自表3可知’燒結助劑之添加量為不滿〇2则1%,若超過 2·5ϊΠ〇1%時’可判定為閉氣孔之比率變低,介電損失變 大。總之’燒結助劑之添加量少時,梦粒子之中空化不能 充分進行,多時因粒子成長,閉氣孔之比率變少。 實施例4 準備平均粒徑0.8H’之各石夕粉末與做為燒結助劑平 均粒徑0.8鋒之Sm2〇3 ’相當於碎粉末〇為以者。各石夕 粉末表面之氧量是以如實施#u所述相同方法測定,結果From Table 3, it can be seen that 'the amount of the sintering additive added is less than 0% and then 1%, and if it exceeds 2.5%, it is determined that the ratio of closed pores becomes low and the dielectric loss becomes large.

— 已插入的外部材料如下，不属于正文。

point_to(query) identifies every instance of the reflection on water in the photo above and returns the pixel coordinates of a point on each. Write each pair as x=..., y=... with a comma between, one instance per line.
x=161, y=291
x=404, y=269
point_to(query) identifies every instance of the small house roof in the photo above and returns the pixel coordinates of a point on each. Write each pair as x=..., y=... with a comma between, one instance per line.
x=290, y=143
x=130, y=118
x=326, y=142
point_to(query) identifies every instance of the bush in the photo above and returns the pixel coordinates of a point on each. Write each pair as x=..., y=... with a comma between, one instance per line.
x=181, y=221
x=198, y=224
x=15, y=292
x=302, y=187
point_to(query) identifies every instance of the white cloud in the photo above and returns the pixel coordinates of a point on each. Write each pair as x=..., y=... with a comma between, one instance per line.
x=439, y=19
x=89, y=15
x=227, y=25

In short, when the amount of the sintering additive is small, the cavitation in the dream particles cannot be sufficiently progressed, and because the particles grow, the ratio of closed pores decreases. Example 4 Each stone powder having an average particle diameter of 0.8H 'and Sm2O3', which is an average particle diameter of 0.8 as a sintering aid, are prepared as the crushed powder. The amount of oxygen on the surface of each Shi Xi powder was measured by the same method as described in Implementation #u.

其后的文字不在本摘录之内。